The program had four phases:

- The first phase involved a focussed effort on the component technologies - verifying that they really were available and that their performance estimates added up to a feasible overall concept.
- The second phase involved testing most of the critical component technologies in parallel and making further developments as necessary. At least two contractors were involved in all the tests and developments. Thus, there were two different approaches, by Hughes Aircraft Company and Norden Systems, to the Pave Mover radar system and for the related ground processing stations; two "missile bus" contractors, Martin Marietta for the Patriot (T16) and Ling-Temco-Vought for the Lance (T22) missile; and two subminitions contractors, General Dynamics for the TGSM and AVCO for the SKEET. Submunitions components were tested individually, with emphasis on the required dispensing and homing properties.
- In the third phase gradually more complex degrees of system integration were tested. Missile flight tests were conducted, first with inertial guidance only: the T16 used a Stellar-sight gyro update and the T22 used an Army-developed optical laser gyro. Later, radar guidance, ground and airborne, was used to steer the missile. Both missiles qualified successfully, achieving the desired accuracies. After this, tests were made including integration of the submunitions with the missile, along with increased complexity in the command signals directing the time, location, and characteristics of submunitions release.
- In the last phase of the program, tests of the combined airborne radar-missile submunitions systems were conducted against some tank targets at White Sands Missile Range. The final tests (which involved a ground-based radar simulating the Pave Mover) in late 1982 had several failures; but in the last test five TGSMs made five direct hits, one on each tank in a pattern of five stationary tanks. The SKEETs however did not achieve any hits.

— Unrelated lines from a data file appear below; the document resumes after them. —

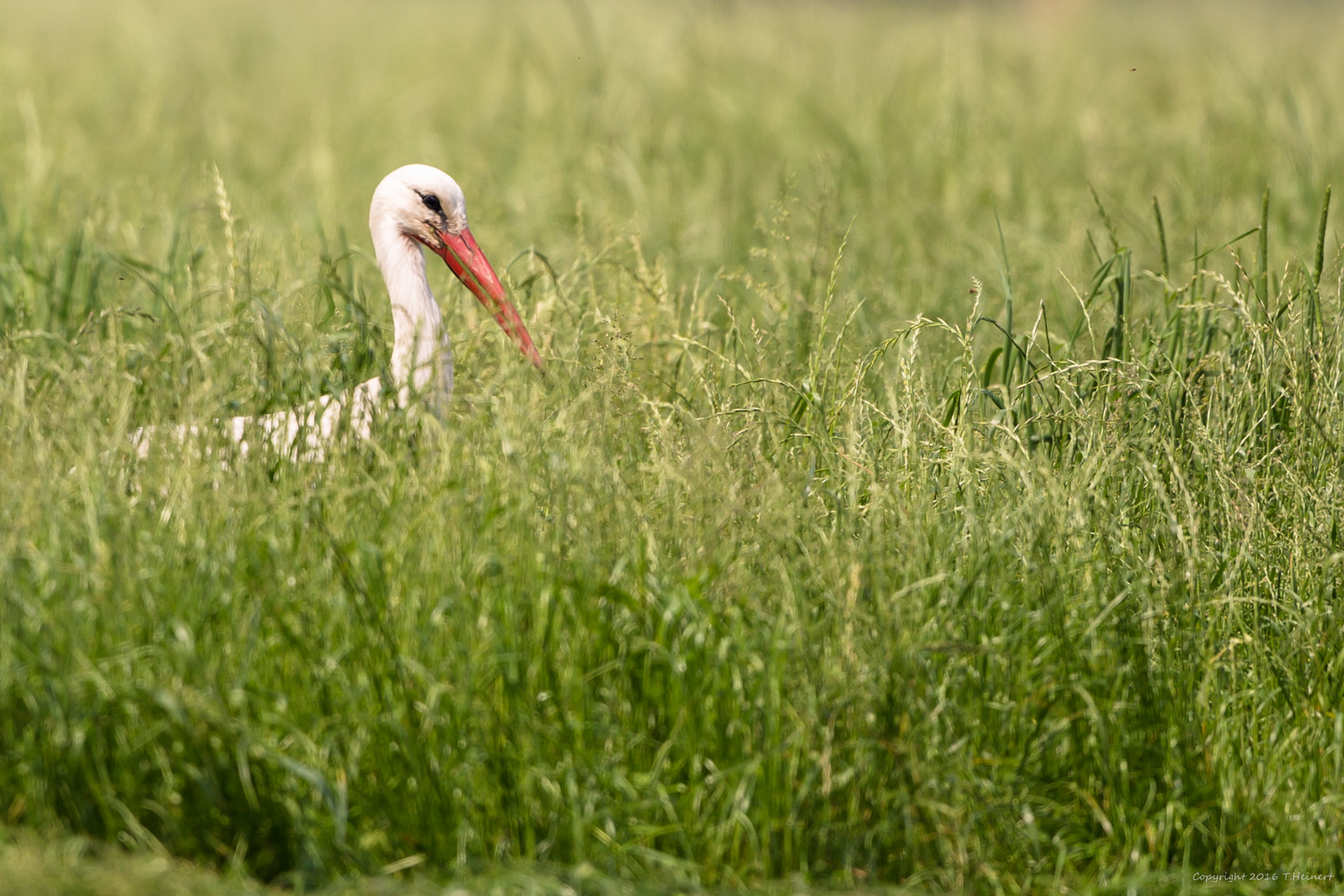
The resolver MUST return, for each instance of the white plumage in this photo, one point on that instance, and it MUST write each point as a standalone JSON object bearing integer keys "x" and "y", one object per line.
{"x": 414, "y": 206}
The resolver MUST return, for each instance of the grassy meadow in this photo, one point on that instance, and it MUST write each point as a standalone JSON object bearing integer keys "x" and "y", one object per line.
{"x": 936, "y": 480}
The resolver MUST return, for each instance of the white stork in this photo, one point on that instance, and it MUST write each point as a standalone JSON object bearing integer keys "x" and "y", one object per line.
{"x": 414, "y": 206}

The major technological features had been demonstrated by the DARPA program, proof of concept was established and a decision could have been made to enter full scale engineering development if the services had adopted Assault Breaker as a system.

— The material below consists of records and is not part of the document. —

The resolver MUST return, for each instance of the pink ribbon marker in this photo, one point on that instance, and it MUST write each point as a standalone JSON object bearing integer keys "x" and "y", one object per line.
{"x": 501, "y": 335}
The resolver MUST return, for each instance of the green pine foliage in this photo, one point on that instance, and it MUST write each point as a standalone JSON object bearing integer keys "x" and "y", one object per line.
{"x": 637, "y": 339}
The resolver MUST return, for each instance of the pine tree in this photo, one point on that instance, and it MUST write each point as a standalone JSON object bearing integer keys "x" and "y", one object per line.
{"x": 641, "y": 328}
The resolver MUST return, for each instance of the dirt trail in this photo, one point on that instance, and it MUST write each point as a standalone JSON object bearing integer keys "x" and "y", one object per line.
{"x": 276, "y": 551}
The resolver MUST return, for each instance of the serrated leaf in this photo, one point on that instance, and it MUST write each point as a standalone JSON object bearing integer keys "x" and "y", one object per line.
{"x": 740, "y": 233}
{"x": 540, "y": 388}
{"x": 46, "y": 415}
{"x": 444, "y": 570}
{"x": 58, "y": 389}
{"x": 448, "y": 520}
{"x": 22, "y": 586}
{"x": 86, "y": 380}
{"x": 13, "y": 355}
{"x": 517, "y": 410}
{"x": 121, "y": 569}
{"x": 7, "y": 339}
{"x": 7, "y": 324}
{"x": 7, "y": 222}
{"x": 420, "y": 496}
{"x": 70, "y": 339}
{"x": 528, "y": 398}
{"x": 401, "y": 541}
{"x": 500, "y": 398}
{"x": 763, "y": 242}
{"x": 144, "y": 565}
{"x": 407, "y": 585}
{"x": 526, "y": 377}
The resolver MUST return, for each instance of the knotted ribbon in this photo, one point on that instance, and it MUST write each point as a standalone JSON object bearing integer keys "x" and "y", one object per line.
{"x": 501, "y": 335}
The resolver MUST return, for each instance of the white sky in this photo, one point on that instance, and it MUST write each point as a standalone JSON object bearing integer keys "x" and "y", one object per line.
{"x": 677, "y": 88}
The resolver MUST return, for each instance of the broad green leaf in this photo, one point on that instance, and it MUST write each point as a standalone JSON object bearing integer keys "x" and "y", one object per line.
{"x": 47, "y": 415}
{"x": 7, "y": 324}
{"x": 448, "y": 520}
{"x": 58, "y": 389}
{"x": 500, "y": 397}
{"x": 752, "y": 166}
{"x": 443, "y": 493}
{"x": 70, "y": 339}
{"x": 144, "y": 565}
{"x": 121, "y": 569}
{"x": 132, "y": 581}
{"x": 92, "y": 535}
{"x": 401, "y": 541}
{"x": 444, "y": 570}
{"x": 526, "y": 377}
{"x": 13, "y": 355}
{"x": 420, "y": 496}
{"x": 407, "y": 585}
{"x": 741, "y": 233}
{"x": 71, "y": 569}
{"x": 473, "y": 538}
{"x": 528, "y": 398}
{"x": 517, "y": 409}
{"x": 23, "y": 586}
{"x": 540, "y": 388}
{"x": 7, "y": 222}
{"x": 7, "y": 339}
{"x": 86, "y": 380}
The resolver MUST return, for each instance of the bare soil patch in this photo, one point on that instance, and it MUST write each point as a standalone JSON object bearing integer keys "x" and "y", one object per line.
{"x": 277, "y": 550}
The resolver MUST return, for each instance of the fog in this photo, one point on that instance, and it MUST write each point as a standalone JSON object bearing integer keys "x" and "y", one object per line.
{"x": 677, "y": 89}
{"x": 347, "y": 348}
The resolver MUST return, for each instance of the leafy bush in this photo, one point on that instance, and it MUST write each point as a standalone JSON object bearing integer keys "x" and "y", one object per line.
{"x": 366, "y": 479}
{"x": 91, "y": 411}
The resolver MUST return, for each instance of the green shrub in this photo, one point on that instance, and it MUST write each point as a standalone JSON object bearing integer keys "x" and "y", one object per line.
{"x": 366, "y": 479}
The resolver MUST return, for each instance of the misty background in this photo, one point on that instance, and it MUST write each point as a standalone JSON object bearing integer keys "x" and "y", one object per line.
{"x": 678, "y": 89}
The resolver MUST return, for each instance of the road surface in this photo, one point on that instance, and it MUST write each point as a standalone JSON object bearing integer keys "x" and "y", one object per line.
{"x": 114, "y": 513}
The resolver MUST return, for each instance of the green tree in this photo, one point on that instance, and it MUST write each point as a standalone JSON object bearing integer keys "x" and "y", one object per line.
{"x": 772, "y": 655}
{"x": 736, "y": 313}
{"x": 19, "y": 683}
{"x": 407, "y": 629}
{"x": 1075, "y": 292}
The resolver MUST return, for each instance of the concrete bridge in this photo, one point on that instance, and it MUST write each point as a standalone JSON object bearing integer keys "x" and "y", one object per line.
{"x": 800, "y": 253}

DARPA outlays for Assault Breaker and related previous studies from project records appear to have been about $155 million; for Pave Mover about $50 million.

Over a four-year period, Assault Breaker laid the technological foundation for several smart-weapon systems that were ultimately fielded. Among these systems were the Joint Surveillance Target Attack Radar System (JSTARS), which integrated PGMs with advanced intelligence, surveillance and reconnaissance (ISR) systems developed with DARPA support; the Global Hawk unmanned aerial vehicles; a United States Air Force air-to-ground missile with terminally guided submunitions; the Army Tactical Missile System (ATACMS), which featured all-weather, day/night capability effective against mobile and other targets; and the Brilliant Anti-Tank (BAT) submunition, which used acoustic sensors on its wings to detect and target tanks.

DARPA's Assault Breaker II is designed to stunt adversaries' advances early in a conflict through multi-domain operations, similar to the original Assault Breaker program. It is a set of "new warfighting operational constructs based on new and emerging technologies and capabilities" and reportedly would focus on ships, air defenses, headquarters, tanks, supply depots, and other critical assets.